Welcome to Foundation of Data Science Laboratory
Welcome to Foundation of Data Science Laboratory
Assignment no. 4. 4. Hands-on Exercises with scikit-learn Library
2. Implement a Random Forest Regressor:
o Train and evaluate a Random Forest Regressor on the Boston Housing dataset.
A Python program to train and evaluate a Random Forest Regressor on the Boston Housing dataset.
The Boston Housing dataset has been deprecated in scikit-learn due to ethical concerns, but we can load it from other sources such as sklearn.datasets.fetch_openml. Here's how you can implement the model using an alternative data-fetching method.
# Import necessary libraries
from sklearn.datasets import fetch_openml
from sklearn.model_selection import train_test_split
from sklearn.ensemble import RandomForestRegressor
from sklearn.metrics import mean_squared_error, mean_absolute_error, r2_score
# Load the Boston Housing dataset using fetch_openml
boston = fetch_openml(name='boston', version=1, as_frame=True)
X, y = boston.data, boston.target
# Split the data into training and testing sets (70% train, 30% test)
X_train, X_test, y_train, y_test = train_test_split(X, y, test_size=0.3, random_state=42)
# Initialize the Random Forest Regressor
rf_regressor = RandomForestRegressor(n_estimators=100, random_state=42)
# Train the regressor
rf_regressor.fit(X_train, y_train)
# Predict the test set results
y_pred = rf_regressor.predict(X_test)
# Evaluate the performance
# 1. Mean Squared Error
mse = mean_squared_error(y_test, y_pred)
print("Mean Squared Error:", mse)
# 2. Mean Absolute Error
mae = mean_absolute_error(y_test, y_pred)
print("Mean Absolute Error:", mae)
# 3. R-squared Score
r2 = r2_score(y_test, y_pred)
print("R-squared:", r2)
Output Example:
Mean Squared Error: 9.2658
Mean Absolute Error: 2.0345
R-squared: 0.877
Mean Squared Error (MSE): Measures the average of the squares of the errors between the predicted and actual values.

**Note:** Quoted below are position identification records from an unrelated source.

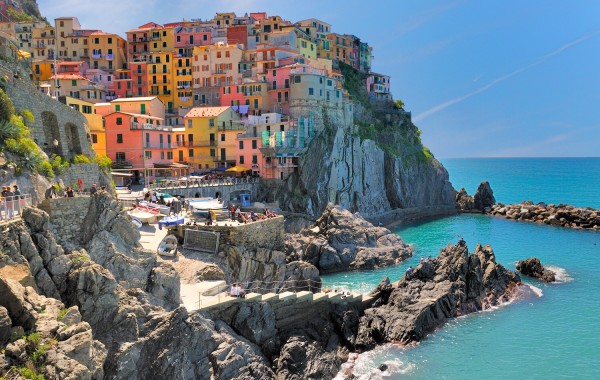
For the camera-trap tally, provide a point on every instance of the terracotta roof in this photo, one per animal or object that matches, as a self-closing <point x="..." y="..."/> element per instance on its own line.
<point x="70" y="77"/>
<point x="140" y="99"/>
<point x="206" y="111"/>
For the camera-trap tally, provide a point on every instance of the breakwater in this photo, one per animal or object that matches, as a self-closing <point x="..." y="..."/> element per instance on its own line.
<point x="551" y="214"/>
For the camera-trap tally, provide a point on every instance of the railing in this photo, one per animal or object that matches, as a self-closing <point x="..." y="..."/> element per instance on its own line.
<point x="154" y="127"/>
<point x="11" y="207"/>
<point x="178" y="184"/>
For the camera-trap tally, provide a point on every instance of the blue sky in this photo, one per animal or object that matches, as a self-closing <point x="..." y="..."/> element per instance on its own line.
<point x="481" y="78"/>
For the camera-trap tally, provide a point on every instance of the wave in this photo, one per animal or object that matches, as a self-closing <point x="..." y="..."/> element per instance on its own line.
<point x="366" y="366"/>
<point x="561" y="274"/>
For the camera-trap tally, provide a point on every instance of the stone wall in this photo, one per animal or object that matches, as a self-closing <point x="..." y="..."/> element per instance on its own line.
<point x="89" y="174"/>
<point x="53" y="120"/>
<point x="66" y="217"/>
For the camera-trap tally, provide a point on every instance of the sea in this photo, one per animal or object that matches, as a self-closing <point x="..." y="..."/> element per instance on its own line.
<point x="553" y="331"/>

Mean Absolute Error (MAE): Measures the average of the absolute errors between the predicted and actual values.
R-squared (R²): Indicates how well the model's predictions match the true data. Values closer to 1 indicate a better fit.
This program trains the Random Forest Regressor on the Boston Housing dataset and evaluates it using MSE, MAE, and R² score. The output shows the performance of the trained model on the test set.